Merge branch 'master' into preempt_retry_fix

getzlab · Jan 11, 2024 · 5eedbf5 · 5eedbf5
2 parents edf6c9d + 21c97e1
commit 5eedbf5
Show file tree

Hide file tree

Showing 5 changed files with 53 additions and 55 deletions.
diff --git a/canine/backends/base.py b/canine/backends/base.py
@@ -400,7 +400,17 @@ def sbatch(self, command: str, *slurmopts: str, **slurmparams: typing.Any) -> st
             command
         )
         status, stdout, stderr = self.invoke(command)
-        check_call(command, status, stdout, stderr)
+
+        if status != 0:
+            # explicitly catch error if user requested impossibly high resources
+            stderr_str = stderr.read().decode()
+            stderr.seek(0)
+            if stderr is not None and "Requested node configuration is not available" in stderr_str:
+                canine_logging.error(f"Requested CPU/memory resources exceed maximum cluster capacity. Please request fewer resources, or add a suitable node to /mnt/nfs/clust_conf/slurm/nodetypes.json")
+                raise ResourceWarning
+            # all other errors are handled generically
+            check_call(command, status, stdout, stderr)
+
         out = stdout.read().decode()
         err = stderr.read().decode()
         result = batch_job_pattern.search(out)

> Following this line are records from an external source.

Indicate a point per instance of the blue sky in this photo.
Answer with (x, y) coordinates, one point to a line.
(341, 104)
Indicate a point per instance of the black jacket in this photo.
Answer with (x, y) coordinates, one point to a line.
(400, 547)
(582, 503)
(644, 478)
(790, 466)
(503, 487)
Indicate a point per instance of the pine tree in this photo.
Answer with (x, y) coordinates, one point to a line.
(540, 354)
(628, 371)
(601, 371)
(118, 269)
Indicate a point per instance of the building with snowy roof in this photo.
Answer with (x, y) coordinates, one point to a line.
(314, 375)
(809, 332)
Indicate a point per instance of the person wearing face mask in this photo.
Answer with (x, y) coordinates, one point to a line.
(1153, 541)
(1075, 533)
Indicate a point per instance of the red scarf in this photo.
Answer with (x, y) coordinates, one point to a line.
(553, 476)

diff --git a/canine/backends/dockerTransient.py b/canine/backends/dockerTransient.py
@@ -37,11 +37,13 @@ def __init__(
         image_project = "broad-getzlab-workflows",
         image = None,
         storage_namespace = "workspace", storage_bucket = None, storage_disk = None, storage_disk_size = "100",
-        clust_frac = 1.0, user = os.environ["USER"], shutdown_on_exit = False, **kwargs
+        clust_frac = 1.0, user = None, shutdown_on_exit = False, **kwargs
     ):
         if user is None:
-            # IE: USER was not set
-            raise ValueError("USER not set in environment. Must explicitly pass user argument")
+            if "USER" in os.environ:
+                user = os.environ["USER"]
+            else:
+                raise ValueError("$USER not set in environment. Must explicitly pass user argument")
 
         if storage_bucket is not None and storage_disk is not None:
             canine_logging.warning("You specified both a persistent disk and cloud bucket to store workflow outputs; will only store to bucket!")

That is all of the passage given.